# Fisher Minute Mount 2 Maintenance



## TheBean (Apr 4, 2012)

I have a Fisher MM 2 on my '06 Dodge (my first plow ever) and was wondering what sort of maintenance is needed before storing it for the summer. I'm assuming it's about the same age as the truck as they came as a package. Drain the hydro fluid from the pump? The entire system? Grease? Searched Fisher site but I'm not sure exactly what model it is. All advice appreciated, thanks.


----------



## Bocefus78 (Apr 4, 2012)

I dont know anything about fishers, as I run a boss but, generally speaking, heres my end of winter routine:

1. Wash off all salt
2. Paint areas that need it to prevent rust
3. Grease/lube it where applicable
4. Check welds for cracks
5. Change hydro fluid
6. Hit the electrical connections with dielectric grease
7. Loosen trip springs--just remember to tighten them up next winter
8. Check all light bulbs
9. Inspect all hoses--I suggest getting a couple of spares


----------



## TheBean (Apr 4, 2012)

Bocefus78 said:


> I dont know anything about fishers, as I run a boss but, generally speaking, heres my end of winter routine:
> 
> 1. Wash off all salt
> 2. Paint areas that need it to prevent rust
> ...


Thanks Bo-
Do you drain all of the hydro fluid? Or just the obvious at the pump? Got most of the rest of your checklist already.


----------



## Reggie Dunlap (Apr 4, 2012)

I have a couple of Fisher's. All I do is put dielectric grease on the connections and make sure the locking pins are closed so the springs are not under tension all summer. I change the hydraulic oil every few years. The best way to do it to drain the pump and blow it out of the lines.


----------



## Bocefus78 (Apr 4, 2012)

As Reggie said, its best to get it out of the lines also. With that said, I don't. I just drain the pump and fill 'er up. I'm by far from a hydro expert. The plow and splitter are my only pieces of hydro OPE.


----------



## TheBean (Apr 4, 2012)

Bocefus78 said:


> As Reggie said, its best to get it out of the lines also. With that said, I don't. I just drain the pump and fill 'er up. I'm by far from a hydro expert. The plow and splitter are my only pieces of hydro OPE.
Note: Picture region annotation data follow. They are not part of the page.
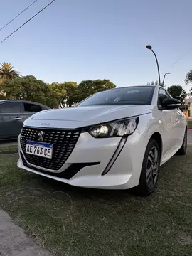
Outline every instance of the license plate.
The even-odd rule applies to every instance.
[[[53,154],[53,145],[48,143],[27,142],[26,153],[51,159]]]

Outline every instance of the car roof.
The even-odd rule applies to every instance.
[[[31,104],[36,104],[38,105],[41,105],[41,106],[44,106],[46,107],[49,107],[46,105],[44,105],[43,104],[41,103],[38,103],[38,102],[33,102],[31,100],[0,100],[0,103],[2,102],[21,102],[21,103],[31,103]]]

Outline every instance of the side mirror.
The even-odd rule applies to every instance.
[[[179,100],[174,98],[167,98],[163,100],[162,107],[166,110],[174,110],[179,107],[181,102]]]

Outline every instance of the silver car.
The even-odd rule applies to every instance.
[[[36,112],[49,109],[42,104],[31,101],[0,100],[0,140],[17,138],[26,119]]]

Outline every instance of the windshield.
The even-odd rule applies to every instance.
[[[154,86],[135,86],[100,92],[85,100],[78,107],[107,105],[151,105]]]

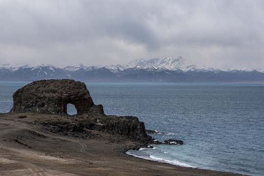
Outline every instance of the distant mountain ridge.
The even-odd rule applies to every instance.
[[[148,61],[139,59],[125,66],[102,67],[82,64],[64,68],[41,64],[19,66],[0,65],[0,81],[33,81],[72,79],[94,82],[154,82],[178,83],[264,83],[264,69],[226,70],[186,64],[181,56]]]

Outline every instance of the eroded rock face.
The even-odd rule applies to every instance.
[[[84,83],[72,80],[35,81],[13,95],[10,113],[67,113],[67,104],[74,105],[78,114],[104,115],[102,106],[95,105]]]

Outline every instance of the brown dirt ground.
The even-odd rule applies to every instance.
[[[24,115],[26,117],[18,117]],[[63,136],[50,132],[40,124],[49,119],[71,118],[74,117],[28,113],[0,114],[0,175],[239,175],[137,158],[116,152],[117,148],[135,144],[120,136],[96,131],[89,132],[93,135],[85,137],[81,134]]]

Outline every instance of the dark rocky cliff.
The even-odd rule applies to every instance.
[[[84,83],[72,80],[48,80],[33,82],[13,95],[10,113],[67,113],[67,104],[74,105],[78,114],[103,115],[101,105],[95,105]]]
[[[54,132],[92,130],[120,134],[144,143],[153,141],[146,134],[144,123],[138,118],[105,115],[102,106],[94,104],[84,83],[69,79],[33,82],[17,90],[13,97],[14,106],[10,113],[62,114],[51,121],[46,119],[47,122],[43,123],[54,129]],[[79,115],[67,114],[68,103],[75,106]]]

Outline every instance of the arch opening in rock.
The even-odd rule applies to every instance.
[[[13,98],[10,113],[71,113],[67,105],[72,104],[77,111],[73,113],[104,115],[102,106],[95,105],[85,84],[72,80],[34,81],[17,90]]]
[[[67,104],[67,114],[72,115],[77,115],[77,112],[75,106],[71,103]]]

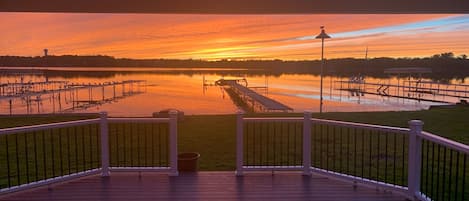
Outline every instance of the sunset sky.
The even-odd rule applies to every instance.
[[[118,58],[327,58],[469,55],[469,15],[182,15],[0,13],[0,55]]]

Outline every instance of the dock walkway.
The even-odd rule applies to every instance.
[[[239,84],[236,80],[224,80],[224,84],[230,86],[240,96],[245,96],[251,101],[260,104],[266,111],[290,111],[292,108],[274,100],[263,96],[256,91]]]

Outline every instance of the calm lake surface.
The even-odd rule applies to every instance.
[[[0,99],[0,113],[60,113],[60,112],[100,112],[107,111],[112,116],[149,116],[152,112],[176,108],[185,114],[233,114],[238,109],[223,87],[210,86],[216,80],[246,78],[248,87],[258,93],[275,99],[291,108],[294,112],[319,111],[320,77],[315,75],[263,75],[247,69],[212,68],[34,68],[45,70],[33,75],[9,73],[0,76],[0,82],[33,83],[68,81],[69,83],[99,84],[125,80],[145,80],[132,86],[116,85],[59,93],[35,94],[31,97]],[[30,70],[31,68],[21,68]],[[41,71],[38,71],[41,72]],[[323,96],[324,111],[399,111],[427,109],[438,105],[431,101],[419,101],[371,94],[355,94],[338,90],[338,80],[348,78],[325,77]],[[366,82],[402,84],[397,78],[365,78]],[[205,86],[204,86],[205,82]],[[450,83],[459,83],[450,80]],[[18,89],[21,90],[21,89]],[[131,90],[132,93],[123,92]],[[104,91],[104,93],[103,93]],[[117,94],[116,95],[116,91]],[[138,92],[138,93],[137,93]],[[114,98],[121,96],[120,98]],[[434,98],[427,95],[424,98]],[[11,100],[11,104],[10,101]],[[105,100],[105,101],[103,101]],[[445,101],[457,102],[457,98]]]

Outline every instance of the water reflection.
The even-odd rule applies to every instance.
[[[34,102],[27,106],[28,100],[15,99],[19,106],[12,108],[16,113],[53,113],[53,112],[99,112],[108,111],[112,116],[148,116],[152,112],[167,108],[176,108],[186,114],[231,114],[237,107],[219,86],[204,86],[205,82],[216,81],[221,78],[243,77],[248,81],[248,87],[261,87],[258,93],[279,101],[295,112],[311,110],[319,111],[319,77],[307,74],[282,74],[269,76],[249,74],[246,69],[197,69],[196,72],[187,73],[191,69],[171,71],[171,69],[140,69],[140,68],[47,68],[44,74],[31,75],[2,75],[0,82],[41,82],[41,81],[68,81],[69,83],[110,83],[125,80],[146,80],[141,90],[135,93],[122,93],[122,97],[114,97],[114,89],[106,89],[104,93],[96,89],[91,94],[82,90],[75,94],[60,94],[62,101],[57,102],[57,93],[41,96],[41,102]],[[168,73],[171,71],[172,73]],[[22,78],[21,78],[22,77]],[[356,96],[346,91],[338,90],[337,77],[326,77],[324,82],[324,111],[377,111],[377,110],[418,110],[437,104],[429,101],[408,100],[395,97],[383,97],[372,94]],[[366,78],[370,82],[396,83],[396,78],[377,79]],[[115,91],[122,91],[116,86]],[[145,93],[142,93],[145,92]],[[104,100],[103,100],[104,94]],[[65,101],[74,96],[75,104]],[[117,97],[121,97],[117,95]],[[0,113],[9,114],[8,98],[0,99]],[[91,101],[90,101],[91,100]],[[447,98],[449,102],[457,102],[457,98]],[[30,100],[29,100],[30,101]],[[78,101],[78,102],[77,102]],[[85,101],[85,102],[81,102]],[[58,109],[60,103],[60,109]],[[91,104],[96,103],[96,104]],[[35,110],[34,104],[40,104]],[[70,106],[75,109],[70,109]],[[28,107],[28,108],[26,108]],[[32,107],[33,109],[29,108]],[[36,108],[36,109],[37,109]],[[79,108],[79,110],[77,110]]]

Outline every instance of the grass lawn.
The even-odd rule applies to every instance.
[[[301,113],[285,113],[285,114],[249,114],[249,116],[297,116],[302,117]],[[96,116],[80,116],[80,115],[55,115],[55,116],[2,116],[0,117],[0,127],[15,127],[22,125],[33,125],[33,124],[42,124],[42,123],[51,123],[51,122],[60,122],[60,121],[70,121],[84,118],[95,118]],[[468,107],[455,107],[450,109],[433,109],[433,110],[422,110],[422,111],[405,111],[405,112],[353,112],[353,113],[324,113],[313,114],[315,118],[324,118],[324,119],[333,119],[333,120],[342,120],[342,121],[351,121],[351,122],[360,122],[360,123],[370,123],[378,125],[388,125],[388,126],[397,126],[397,127],[407,127],[407,122],[413,119],[420,119],[424,121],[424,130],[432,132],[434,134],[461,142],[469,144],[469,108]],[[301,128],[301,125],[299,125]],[[164,135],[159,133],[165,133],[164,126],[156,128],[156,135],[144,134],[144,135],[132,135],[132,133],[140,133],[142,131],[148,132],[149,130],[154,129],[148,127],[134,128],[130,125],[123,124],[114,124],[110,126],[110,154],[111,154],[111,165],[120,164],[123,166],[128,165],[140,165],[143,166],[151,164],[150,161],[153,161],[155,158],[158,162],[167,164],[167,158],[162,158],[161,160],[158,157],[154,156],[155,153],[158,153],[158,150],[165,150],[167,147],[159,144],[159,147],[152,147],[151,142],[163,140],[166,141],[167,138]],[[161,131],[161,129],[163,129]],[[178,149],[179,152],[199,152],[201,158],[199,159],[199,169],[200,170],[234,170],[235,169],[235,159],[236,159],[236,115],[191,115],[186,116],[184,121],[179,122],[178,125]],[[131,131],[132,130],[132,131]],[[300,130],[300,129],[299,129]],[[339,140],[336,140],[335,134],[333,138],[327,138],[327,140],[319,139],[317,136],[314,136],[314,131],[318,129],[313,129],[313,141],[319,140],[314,143],[321,146],[328,144],[329,146],[336,146]],[[126,134],[131,132],[131,134]],[[266,135],[267,132],[264,130],[264,133],[261,135]],[[332,136],[329,134],[329,131],[321,134],[321,136]],[[6,147],[7,141],[9,142],[9,154],[10,154],[10,175],[12,175],[11,183],[15,185],[18,183],[18,180],[21,180],[21,183],[25,183],[27,177],[21,173],[20,177],[17,177],[16,167],[19,167],[20,172],[25,172],[25,169],[29,165],[31,169],[35,166],[35,162],[32,161],[34,156],[29,153],[29,156],[26,156],[23,153],[24,145],[26,144],[26,138],[28,138],[28,148],[30,151],[36,149],[32,140],[37,137],[38,145],[37,150],[39,150],[38,169],[31,170],[29,172],[29,177],[34,180],[39,175],[39,178],[43,178],[41,175],[46,175],[50,178],[57,174],[63,174],[67,172],[76,172],[81,169],[86,169],[89,167],[99,167],[99,152],[97,145],[99,144],[98,139],[98,127],[97,125],[84,126],[78,129],[58,129],[47,131],[45,135],[43,133],[33,133],[34,135],[29,135],[26,137],[25,134],[19,134],[18,136],[9,135],[8,140],[6,137],[0,137],[0,186],[4,187],[7,183],[6,180]],[[384,139],[385,134],[380,134],[381,139]],[[341,136],[341,135],[339,135]],[[368,136],[368,135],[367,135]],[[155,138],[154,138],[155,137]],[[159,139],[158,139],[159,138]],[[343,136],[342,136],[343,138]],[[367,139],[370,139],[367,137]],[[393,138],[390,137],[392,140]],[[71,141],[70,141],[71,140]],[[371,140],[371,139],[370,139]],[[372,141],[375,141],[374,138]],[[15,143],[17,143],[15,145]],[[54,146],[50,146],[50,142],[55,142]],[[58,143],[61,142],[61,143]],[[299,141],[298,141],[299,142]],[[340,140],[342,143],[342,140]],[[353,141],[355,142],[355,141]],[[401,142],[401,141],[398,141]],[[31,144],[32,143],[32,144]],[[252,143],[252,142],[250,142]],[[277,142],[278,143],[278,142]],[[280,141],[280,144],[283,142]],[[361,143],[361,142],[358,142]],[[364,164],[359,164],[357,166],[365,166],[365,170],[369,170],[370,178],[373,178],[373,175],[379,175],[382,177],[381,173],[372,172],[374,171],[374,165],[378,164],[383,167],[383,160],[378,161],[376,164],[373,164],[371,161],[376,161],[375,157],[381,157],[380,151],[381,144],[373,145],[373,148],[370,145],[368,149],[365,147],[363,150],[359,150],[358,153],[369,153],[370,152],[370,162]],[[115,144],[119,144],[116,146]],[[164,144],[164,143],[163,143]],[[280,145],[279,144],[279,145]],[[283,143],[284,144],[284,143]],[[401,143],[402,144],[402,143]],[[344,150],[351,150],[351,145],[340,145],[345,146]],[[288,146],[288,145],[287,145]],[[292,146],[290,146],[291,148]],[[359,146],[360,147],[360,146]],[[316,147],[318,148],[318,147]],[[427,147],[428,148],[428,147]],[[268,148],[267,148],[268,149]],[[314,149],[314,148],[313,148]],[[334,148],[333,148],[334,149]],[[62,150],[62,153],[57,154],[57,150]],[[88,152],[89,150],[89,152]],[[322,152],[322,155],[330,155],[329,152]],[[340,149],[342,150],[342,148]],[[372,151],[370,151],[372,150]],[[375,150],[378,150],[376,152]],[[301,151],[299,151],[299,154]],[[371,152],[374,152],[371,154]],[[45,154],[44,154],[45,153]],[[54,155],[55,153],[55,155]],[[277,155],[274,152],[274,155]],[[332,152],[332,158],[337,157],[337,152]],[[19,155],[19,162],[12,157],[15,154]],[[280,153],[282,155],[285,153]],[[296,153],[298,155],[298,153]],[[318,153],[315,153],[318,154]],[[342,153],[341,153],[342,154]],[[339,165],[345,163],[345,156],[348,158],[348,153],[343,153],[342,158],[336,158],[334,161],[339,161]],[[42,157],[47,155],[48,157]],[[49,157],[52,155],[53,157]],[[164,155],[164,154],[163,154]],[[279,156],[277,155],[277,156]],[[287,154],[288,155],[288,154]],[[402,158],[402,154],[397,154]],[[151,158],[150,158],[151,156]],[[313,156],[315,156],[313,154]],[[366,155],[368,156],[368,155]],[[42,157],[42,158],[41,158]],[[275,157],[275,156],[274,156]],[[298,156],[296,156],[298,158]],[[331,157],[331,156],[329,156]],[[371,158],[373,157],[373,158]],[[387,157],[387,156],[385,156]],[[55,160],[54,160],[55,158]],[[299,157],[301,158],[301,156]],[[59,160],[60,159],[60,160]],[[35,159],[34,159],[35,160]],[[133,161],[136,160],[136,161]],[[296,160],[296,159],[295,159]],[[391,159],[390,159],[391,160]],[[29,161],[29,164],[26,165],[23,161]],[[44,162],[42,162],[44,161]],[[63,161],[63,162],[59,162]],[[121,161],[121,162],[119,162]],[[316,161],[318,162],[318,161]],[[327,161],[326,161],[327,162]],[[19,163],[19,164],[18,164]],[[327,162],[328,163],[328,162]],[[44,165],[45,164],[45,165]],[[335,165],[336,162],[333,162]],[[347,163],[348,164],[348,163]],[[433,165],[433,164],[431,164]],[[54,168],[51,168],[54,167]],[[340,167],[339,167],[340,168]],[[366,169],[368,168],[368,169]],[[53,169],[53,170],[51,170]],[[55,172],[55,173],[54,173]],[[398,177],[403,175],[398,174]],[[453,175],[454,176],[454,175]],[[26,177],[26,179],[25,179]],[[444,177],[444,175],[443,175]],[[403,177],[401,177],[403,178]],[[405,178],[405,177],[404,177]],[[404,181],[405,182],[405,181]]]
[[[268,116],[302,116],[302,114]],[[420,119],[425,123],[425,131],[469,144],[469,107],[408,112],[337,112],[313,114],[313,117],[398,127],[408,127],[408,121]],[[234,170],[236,116],[186,116],[179,124],[179,150],[199,152],[201,170]]]
[[[252,116],[252,115],[250,115]],[[255,116],[298,116],[299,113]],[[469,144],[469,107],[404,112],[351,112],[313,114],[314,118],[407,127],[412,119],[424,121],[424,130]],[[0,127],[70,121],[84,116],[0,117]],[[89,118],[89,117],[88,117]],[[201,170],[234,170],[236,156],[235,115],[193,115],[179,122],[179,151],[199,152]],[[112,152],[112,150],[111,150]]]

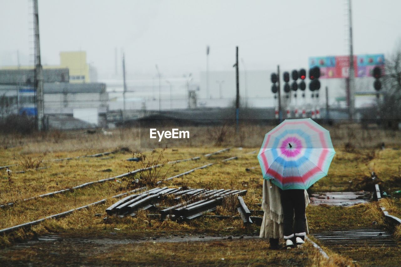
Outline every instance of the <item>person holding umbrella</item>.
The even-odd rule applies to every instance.
[[[264,232],[261,229],[261,237],[269,236],[269,233],[273,238],[279,235],[288,248],[304,243],[309,203],[306,190],[327,175],[335,153],[329,131],[310,119],[286,119],[266,134],[257,156],[263,178],[270,184],[263,181]]]
[[[293,233],[292,223],[290,220],[292,220],[294,215],[294,212],[290,210],[287,211],[286,213],[284,211],[281,202],[281,196],[280,191],[282,191],[276,185],[271,183],[269,180],[263,179],[263,196],[262,200],[262,209],[264,211],[263,215],[263,219],[262,225],[260,227],[260,232],[259,237],[261,238],[269,239],[270,243],[270,248],[271,249],[279,249],[280,246],[279,245],[279,239],[286,236],[284,233],[288,235],[290,235]],[[309,204],[309,198],[306,190],[304,190],[304,200],[302,201],[306,207]],[[286,206],[287,207],[287,206]],[[304,210],[304,214],[305,210]],[[285,214],[290,215],[291,218],[287,218],[286,220],[287,223],[287,227],[284,226],[284,217]],[[305,215],[304,215],[305,216]],[[305,233],[309,233],[309,229],[308,226],[308,221],[305,217]],[[290,225],[290,231],[289,231],[288,226]],[[285,231],[285,229],[286,230]],[[288,232],[288,233],[287,233]],[[294,235],[293,235],[293,236]],[[304,239],[300,237],[303,241]],[[293,237],[290,237],[290,241],[292,242],[288,244],[288,247],[292,247],[294,246],[294,244],[299,243],[299,245],[302,245],[302,242],[300,242],[298,239],[296,242],[296,239]],[[286,244],[286,246],[288,245]]]

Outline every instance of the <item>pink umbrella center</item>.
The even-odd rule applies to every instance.
[[[295,157],[301,152],[302,148],[301,140],[296,137],[288,137],[282,143],[281,153],[287,157]]]

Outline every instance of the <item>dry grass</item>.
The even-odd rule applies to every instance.
[[[195,134],[199,137],[199,139],[196,141],[192,141],[193,143],[188,142],[184,146],[187,146],[188,148],[179,148],[174,151],[171,148],[166,149],[164,153],[164,159],[172,161],[193,158],[215,151],[221,147],[240,146],[247,148],[242,150],[233,149],[229,152],[215,155],[210,158],[202,157],[199,160],[185,162],[168,166],[168,168],[171,167],[166,175],[166,177],[169,177],[194,167],[215,162],[214,165],[206,169],[197,170],[188,175],[165,182],[164,184],[172,187],[190,186],[210,189],[247,189],[247,193],[243,197],[248,207],[250,209],[259,209],[257,204],[261,200],[262,180],[260,169],[256,155],[245,153],[258,150],[265,134],[272,127],[256,126],[244,127],[241,128],[240,134],[237,136],[231,134],[233,132],[232,128],[229,127],[229,130],[227,130],[229,134],[224,135],[220,134],[221,131],[219,132],[217,129],[215,130],[217,133],[216,140],[207,138],[207,131],[211,132],[213,130],[211,128],[197,128]],[[360,190],[366,187],[367,177],[370,177],[372,171],[375,171],[380,178],[383,188],[395,190],[398,181],[397,177],[401,177],[401,166],[399,160],[401,158],[401,153],[400,150],[393,150],[389,148],[399,147],[401,144],[399,133],[378,129],[363,130],[350,125],[332,127],[330,129],[337,154],[332,162],[328,176],[316,183],[312,190],[324,192]],[[0,152],[0,165],[19,163],[18,159],[22,155],[35,159],[46,153],[43,160],[49,168],[27,172],[24,174],[14,174],[13,176],[14,182],[12,191],[8,187],[6,175],[5,173],[2,174],[3,179],[0,182],[1,189],[0,202],[4,203],[18,201],[26,197],[120,174],[126,172],[127,168],[131,168],[132,170],[142,167],[140,162],[132,163],[132,165],[130,165],[131,162],[127,162],[126,159],[132,156],[132,154],[124,152],[111,155],[112,157],[106,160],[102,160],[101,158],[83,158],[63,162],[46,161],[52,158],[111,151],[121,147],[128,147],[133,151],[139,151],[140,148],[138,141],[139,131],[137,129],[115,130],[113,131],[113,136],[109,136],[97,134],[89,135],[82,132],[56,134],[44,134],[29,138],[18,136],[4,138],[7,139],[8,144],[22,146],[2,150]],[[383,142],[387,148],[384,150],[379,150],[379,145]],[[207,146],[216,142],[221,144],[221,147],[207,148]],[[194,146],[201,148],[194,148]],[[157,152],[160,153],[161,150],[158,149]],[[144,153],[147,156],[150,156],[152,152],[148,151]],[[221,162],[221,160],[238,155],[241,156],[237,160],[226,162]],[[245,171],[245,168],[253,166],[257,168],[250,171]],[[23,169],[23,166],[20,165],[14,166],[12,168],[14,172]],[[111,171],[107,172],[100,171],[107,169],[110,169]],[[167,170],[167,169],[164,170]],[[352,182],[350,183],[349,181],[352,181]],[[203,218],[184,223],[169,220],[158,222],[148,218],[147,214],[153,212],[146,211],[139,212],[134,218],[121,218],[111,217],[103,220],[103,218],[106,216],[105,209],[116,201],[110,199],[110,197],[127,190],[130,185],[129,182],[126,180],[122,181],[122,184],[106,182],[54,197],[17,203],[10,209],[0,210],[1,218],[0,228],[3,228],[76,208],[103,198],[108,198],[104,204],[74,212],[60,220],[47,220],[33,227],[32,231],[25,232],[19,230],[6,235],[0,239],[0,243],[2,245],[10,244],[15,239],[32,236],[34,233],[43,234],[51,232],[61,233],[66,236],[89,237],[95,235],[118,239],[126,237],[136,238],[156,235],[162,236],[174,233],[178,235],[205,233],[209,235],[254,234],[259,231],[258,227],[255,226],[249,228],[244,227],[242,221],[239,220],[220,221]],[[216,214],[237,215],[235,210],[232,209],[232,203],[235,201],[235,199],[227,200],[219,207]],[[389,206],[389,209],[395,214],[399,214],[397,212],[401,210],[398,203],[399,202],[393,200],[392,206]],[[38,208],[38,207],[41,208]],[[101,216],[95,216],[94,214],[96,213],[100,213]],[[367,226],[371,225],[373,220],[378,222],[379,225],[384,223],[375,203],[346,208],[309,206],[307,209],[307,215],[312,233],[345,226],[355,227]],[[111,236],[110,233],[116,231],[114,228],[121,230],[117,231],[116,235]],[[401,236],[401,234],[399,234],[401,230],[398,229],[396,233],[398,233],[396,234]],[[235,245],[236,247],[230,245],[235,244],[236,244]],[[116,251],[124,252],[122,252],[121,255],[118,254],[121,256],[120,258],[114,257],[111,253],[104,256],[97,253],[93,258],[88,260],[101,259],[104,261],[102,262],[105,264],[108,263],[114,265],[126,264],[133,262],[138,264],[146,263],[146,264],[152,265],[154,263],[152,263],[153,262],[151,259],[151,256],[160,260],[160,259],[171,258],[172,255],[174,255],[176,258],[177,255],[184,253],[182,257],[177,260],[176,263],[179,263],[182,262],[180,261],[188,259],[185,257],[185,255],[187,255],[186,251],[188,253],[190,252],[193,253],[194,251],[198,251],[198,257],[196,256],[190,263],[192,263],[194,265],[221,263],[232,265],[248,264],[251,265],[299,264],[312,266],[352,265],[352,262],[349,259],[330,251],[330,259],[329,261],[326,261],[316,253],[315,249],[312,248],[310,249],[308,245],[305,247],[304,251],[302,251],[303,254],[291,254],[292,258],[295,259],[294,260],[295,261],[291,262],[288,261],[288,257],[286,257],[286,255],[288,256],[286,253],[280,254],[282,253],[271,252],[270,253],[269,251],[269,253],[260,253],[260,251],[265,252],[266,251],[265,241],[244,240],[236,243],[227,242],[227,244],[225,244],[227,247],[225,247],[225,248],[223,251],[219,245],[215,246],[214,245],[204,243],[188,245],[187,250],[184,252],[182,247],[162,245],[155,246],[153,244],[142,244],[125,248],[119,247]],[[229,253],[233,253],[233,251],[235,251],[233,250],[234,247],[236,247],[238,251],[238,255],[235,256],[232,254],[231,255],[228,255],[225,257],[227,260],[221,262],[219,261],[220,258],[224,257],[221,256],[221,253],[225,253],[226,255]],[[252,248],[254,249],[252,249]],[[113,250],[116,251],[115,249]],[[160,258],[155,256],[157,254],[155,252],[158,251],[160,251]],[[296,253],[297,251],[300,251],[294,250],[294,253]],[[212,259],[211,261],[208,261],[205,256],[209,252],[211,255],[210,259]],[[40,262],[41,260],[38,259],[41,253],[38,253],[37,257],[34,256],[36,253],[38,252],[34,249],[27,251],[26,257],[30,255],[29,257],[33,257],[32,259],[36,259],[37,262]],[[134,261],[134,256],[132,257],[130,255],[133,254],[140,255],[142,257],[137,261]],[[19,256],[14,255],[12,257],[17,257],[23,261],[25,255],[22,253]],[[108,257],[111,257],[109,260],[107,259]],[[126,258],[123,260],[121,257]],[[107,261],[108,260],[110,261]]]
Thanks everyone. I only use the plow on my driveway and the neighbor if she needs help. This year very little use at all. I just don't know the history of it and want to do what I can to keep it running well.


----------



## Jack Straw (Apr 4, 2012)

My plows sit outside all summer. I cover the hydraulic cylinders to keep moisture off of them, I also cover them w/grease. I remove the hydraulic unit from the truck and put it in the garage. Can you put your entire unit in the garage for the summer?


----------